La ministre sud-coréenne de la culture a démissionné samedi 21 janvier après avoir été arrêtée pour avoir constitué une « liste noire » de quelque dix mille artistes critiques de la présidente destituée Park Geun-hye, a annoncé l’agence Yonhap. Cho Yoon-sun aurait agi ainsi pour les priver de subventions gouvernementales et d’investissements privés et les placer sous la surveillance des autorités.

Elle a remis sa démission au premier ministre Hwang Kyo-Ahn, qui l’a aussitôt acceptée, a précisé l’agence de presse sud-coréenne. Mme Cho a pris cette décision après que le tribunal de Séoul a émis un mandat d’arrêt à son encontre, pour abus de pouvoir et parjure.

Agée de 50 ans et souvent qualifiée dans les médias locaux comme « la Cendrillon de [la présidente] Park », est une fervente partisane de la chef de l’Etat destituée, pour qui elle avait également servi en tant que ministre pour l’égalité des genres.

Le même tribunal de Séoul a également émis un mandat d’arrêt à l’encontre de Kim Ki-choon, ancien chef de cabinet de Mme Park.
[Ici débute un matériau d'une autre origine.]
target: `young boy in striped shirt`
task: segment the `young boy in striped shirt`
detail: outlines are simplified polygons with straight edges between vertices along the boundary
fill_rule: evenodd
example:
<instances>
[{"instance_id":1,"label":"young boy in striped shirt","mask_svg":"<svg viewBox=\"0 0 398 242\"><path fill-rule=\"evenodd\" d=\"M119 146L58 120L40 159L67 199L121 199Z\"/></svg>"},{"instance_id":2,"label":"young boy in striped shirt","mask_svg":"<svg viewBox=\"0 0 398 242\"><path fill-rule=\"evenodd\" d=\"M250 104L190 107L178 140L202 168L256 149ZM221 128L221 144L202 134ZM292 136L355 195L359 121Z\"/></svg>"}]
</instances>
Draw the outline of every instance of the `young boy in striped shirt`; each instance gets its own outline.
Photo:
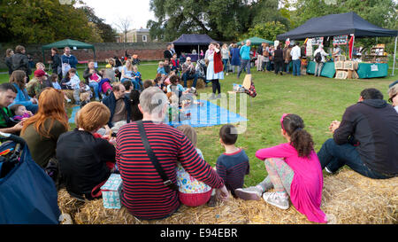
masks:
<instances>
[{"instance_id":1,"label":"young boy in striped shirt","mask_svg":"<svg viewBox=\"0 0 398 242\"><path fill-rule=\"evenodd\" d=\"M233 197L234 190L243 187L245 175L249 175L250 168L245 151L235 146L237 139L237 129L233 125L226 124L219 129L219 142L226 152L217 159L217 173Z\"/></svg>"}]
</instances>

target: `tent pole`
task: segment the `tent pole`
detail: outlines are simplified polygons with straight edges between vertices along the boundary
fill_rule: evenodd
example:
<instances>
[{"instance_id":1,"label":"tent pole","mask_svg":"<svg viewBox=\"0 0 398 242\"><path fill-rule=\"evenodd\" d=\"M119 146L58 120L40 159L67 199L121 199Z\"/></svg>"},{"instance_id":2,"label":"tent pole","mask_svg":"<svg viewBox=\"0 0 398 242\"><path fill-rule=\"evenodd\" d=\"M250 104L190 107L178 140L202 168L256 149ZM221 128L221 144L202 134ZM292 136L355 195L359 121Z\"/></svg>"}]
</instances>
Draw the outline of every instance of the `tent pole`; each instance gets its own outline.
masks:
<instances>
[{"instance_id":1,"label":"tent pole","mask_svg":"<svg viewBox=\"0 0 398 242\"><path fill-rule=\"evenodd\" d=\"M395 36L395 47L394 49L394 64L393 64L393 75L395 71L395 59L396 59L396 39L398 38L398 36Z\"/></svg>"}]
</instances>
Il est accusé d’avoir demandé à Mme Cho d’établir cette liste d’artistes « gauchisants ». « Les charges sont vérifiées, et il y a des risques que les accusés cherchent à détruire des preuves », a précisé le magistrat à l’origine de la procédure.

Ressentiment dans le pays

Dans cette « liste noire » figurent des artistes appartenant tant au milieu du cinéma que du théâtre ou de la musique, ou encore de la littérature, représentant un véritable Who’s who de la scène artistique sud-coréenne. Parmi les personnes visées, la romancière Han Kang, vainqueur en 2016 du Man Booker Prize, l’un des principaux prix littéraires pour les écrivains de langue anglaise, ou encore Park Chan-wook, le réalisateur de Old boy, qui avait remporté le Grand Prix du festival de Cannes, en 2004.
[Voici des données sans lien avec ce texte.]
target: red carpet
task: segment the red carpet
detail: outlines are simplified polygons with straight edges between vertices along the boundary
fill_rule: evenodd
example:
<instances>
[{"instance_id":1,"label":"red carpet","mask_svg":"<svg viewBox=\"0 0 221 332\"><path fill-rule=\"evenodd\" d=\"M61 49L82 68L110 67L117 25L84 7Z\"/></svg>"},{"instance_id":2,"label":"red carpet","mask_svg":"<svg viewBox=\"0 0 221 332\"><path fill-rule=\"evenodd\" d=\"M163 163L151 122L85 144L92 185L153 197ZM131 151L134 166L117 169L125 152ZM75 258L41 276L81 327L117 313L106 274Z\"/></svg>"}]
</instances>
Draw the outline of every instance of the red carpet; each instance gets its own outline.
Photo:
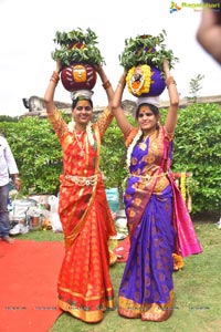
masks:
<instances>
[{"instance_id":1,"label":"red carpet","mask_svg":"<svg viewBox=\"0 0 221 332\"><path fill-rule=\"evenodd\" d=\"M129 237L127 236L119 245L113 250L117 256L117 262L126 262L129 253Z\"/></svg>"},{"instance_id":2,"label":"red carpet","mask_svg":"<svg viewBox=\"0 0 221 332\"><path fill-rule=\"evenodd\" d=\"M46 332L62 313L56 282L62 242L0 240L0 332Z\"/></svg>"}]
</instances>

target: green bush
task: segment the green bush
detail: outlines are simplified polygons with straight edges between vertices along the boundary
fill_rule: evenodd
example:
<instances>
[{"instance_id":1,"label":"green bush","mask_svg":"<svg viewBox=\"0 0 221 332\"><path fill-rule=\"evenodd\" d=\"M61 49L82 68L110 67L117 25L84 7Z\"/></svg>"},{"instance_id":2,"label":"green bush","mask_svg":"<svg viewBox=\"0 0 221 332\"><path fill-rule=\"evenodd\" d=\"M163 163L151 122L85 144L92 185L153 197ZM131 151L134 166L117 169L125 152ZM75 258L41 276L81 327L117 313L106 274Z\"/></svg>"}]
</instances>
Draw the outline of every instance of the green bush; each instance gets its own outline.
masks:
<instances>
[{"instance_id":1,"label":"green bush","mask_svg":"<svg viewBox=\"0 0 221 332\"><path fill-rule=\"evenodd\" d=\"M162 123L167 110L161 110ZM131 123L134 118L128 117ZM215 104L193 104L179 110L173 143L172 172L192 173L189 190L192 214L221 211L221 113ZM36 117L0 118L3 132L18 162L23 195L59 191L62 153L48 120ZM106 188L117 187L122 196L127 173L123 134L113 121L102 145L101 169Z\"/></svg>"}]
</instances>

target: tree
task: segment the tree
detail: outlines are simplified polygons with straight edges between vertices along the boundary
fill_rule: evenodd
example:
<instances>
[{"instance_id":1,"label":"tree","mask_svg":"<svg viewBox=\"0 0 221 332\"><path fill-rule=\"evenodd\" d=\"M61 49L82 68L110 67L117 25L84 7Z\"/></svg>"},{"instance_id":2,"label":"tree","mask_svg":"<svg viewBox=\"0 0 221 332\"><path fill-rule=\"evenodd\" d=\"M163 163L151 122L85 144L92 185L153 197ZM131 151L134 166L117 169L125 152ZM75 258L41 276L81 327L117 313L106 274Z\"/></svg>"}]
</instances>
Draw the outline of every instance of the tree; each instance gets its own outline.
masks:
<instances>
[{"instance_id":1,"label":"tree","mask_svg":"<svg viewBox=\"0 0 221 332\"><path fill-rule=\"evenodd\" d=\"M193 98L193 102L197 102L198 92L202 89L200 82L204 79L204 75L198 74L196 77L190 80L190 94Z\"/></svg>"}]
</instances>

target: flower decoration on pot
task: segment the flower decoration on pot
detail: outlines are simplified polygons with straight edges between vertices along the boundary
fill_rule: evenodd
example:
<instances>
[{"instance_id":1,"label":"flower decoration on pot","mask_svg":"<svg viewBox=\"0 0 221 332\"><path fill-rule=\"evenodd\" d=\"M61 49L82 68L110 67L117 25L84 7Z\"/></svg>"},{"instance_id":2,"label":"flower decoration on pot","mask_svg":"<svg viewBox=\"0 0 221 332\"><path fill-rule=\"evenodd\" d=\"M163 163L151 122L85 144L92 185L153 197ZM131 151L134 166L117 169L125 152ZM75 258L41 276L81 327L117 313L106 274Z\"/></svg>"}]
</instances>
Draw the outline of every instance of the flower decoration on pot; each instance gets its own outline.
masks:
<instances>
[{"instance_id":1,"label":"flower decoration on pot","mask_svg":"<svg viewBox=\"0 0 221 332\"><path fill-rule=\"evenodd\" d=\"M105 63L97 44L97 37L90 28L71 32L56 32L54 43L60 45L52 52L53 60L62 63L61 81L70 91L92 90L96 84L94 65Z\"/></svg>"},{"instance_id":2,"label":"flower decoration on pot","mask_svg":"<svg viewBox=\"0 0 221 332\"><path fill-rule=\"evenodd\" d=\"M133 95L156 96L164 92L164 60L168 60L170 69L178 61L172 51L166 49L165 35L162 30L157 37L144 34L125 40L119 61L128 71L126 83Z\"/></svg>"}]
</instances>

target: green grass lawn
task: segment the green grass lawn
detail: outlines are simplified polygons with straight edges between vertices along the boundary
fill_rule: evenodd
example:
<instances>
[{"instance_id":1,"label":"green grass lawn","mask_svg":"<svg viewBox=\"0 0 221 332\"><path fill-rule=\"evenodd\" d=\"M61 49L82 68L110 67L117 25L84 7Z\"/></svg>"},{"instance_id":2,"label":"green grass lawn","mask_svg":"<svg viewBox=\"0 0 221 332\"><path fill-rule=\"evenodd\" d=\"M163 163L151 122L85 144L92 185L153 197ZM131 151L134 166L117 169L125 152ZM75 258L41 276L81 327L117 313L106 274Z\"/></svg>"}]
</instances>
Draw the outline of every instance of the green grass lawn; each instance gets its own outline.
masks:
<instances>
[{"instance_id":1,"label":"green grass lawn","mask_svg":"<svg viewBox=\"0 0 221 332\"><path fill-rule=\"evenodd\" d=\"M168 321L124 319L115 310L107 311L101 323L87 324L63 313L49 332L221 332L221 229L210 220L196 221L194 228L203 252L186 258L183 270L173 273L176 303ZM53 241L63 240L63 235L40 230L20 238ZM116 301L124 266L110 267Z\"/></svg>"}]
</instances>

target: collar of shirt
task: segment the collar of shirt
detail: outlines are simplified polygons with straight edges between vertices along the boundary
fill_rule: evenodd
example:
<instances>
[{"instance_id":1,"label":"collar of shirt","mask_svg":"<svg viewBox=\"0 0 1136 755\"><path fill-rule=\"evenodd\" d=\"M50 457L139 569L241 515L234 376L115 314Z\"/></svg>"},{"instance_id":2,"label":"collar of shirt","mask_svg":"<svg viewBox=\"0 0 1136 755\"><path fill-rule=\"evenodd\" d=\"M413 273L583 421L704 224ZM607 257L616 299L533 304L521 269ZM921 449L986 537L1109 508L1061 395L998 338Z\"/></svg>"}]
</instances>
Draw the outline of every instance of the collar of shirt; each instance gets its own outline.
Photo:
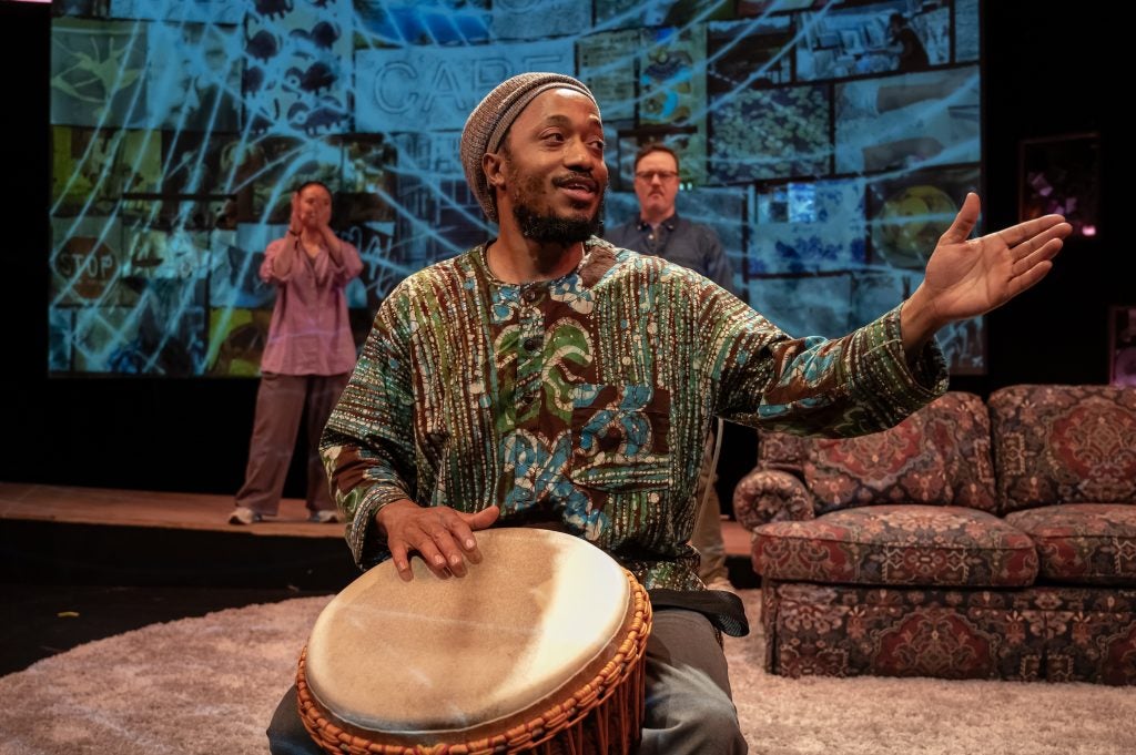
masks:
<instances>
[{"instance_id":1,"label":"collar of shirt","mask_svg":"<svg viewBox=\"0 0 1136 755\"><path fill-rule=\"evenodd\" d=\"M667 230L674 230L675 226L678 225L678 213L675 212L673 216L670 216L669 218L667 218L666 220L663 220L659 225L662 226L663 228L666 228ZM648 223L646 220L644 220L643 218L640 218L640 220L638 220L638 229L640 230L651 230L651 224Z\"/></svg>"}]
</instances>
Plusieurs des artistes ciblés ont exprimé leur soutien aux partis de l’opposition ou ont critiqué l’administration de Park Geun-hye ou celle de son père, Park Chung-hee, qui a dirigé le pays de 1961 à 1979.

L’existence de cette « liste noire » a suscité beaucoup de ressentiment dans le pays, ravivant précisément les souvenirs de la dictature militaire des années 1960 à 1980, au cours desquelles le monde de la presse, des arts et des spectacles subissait une censure stricte.

Park Geun-hye a été destituée par le Parlement le mois dernier, en raison d’un vaste scandale de corruption. Sa destitution est encore en cours d’examen par la Cour constitutionnelle sud-coréenne.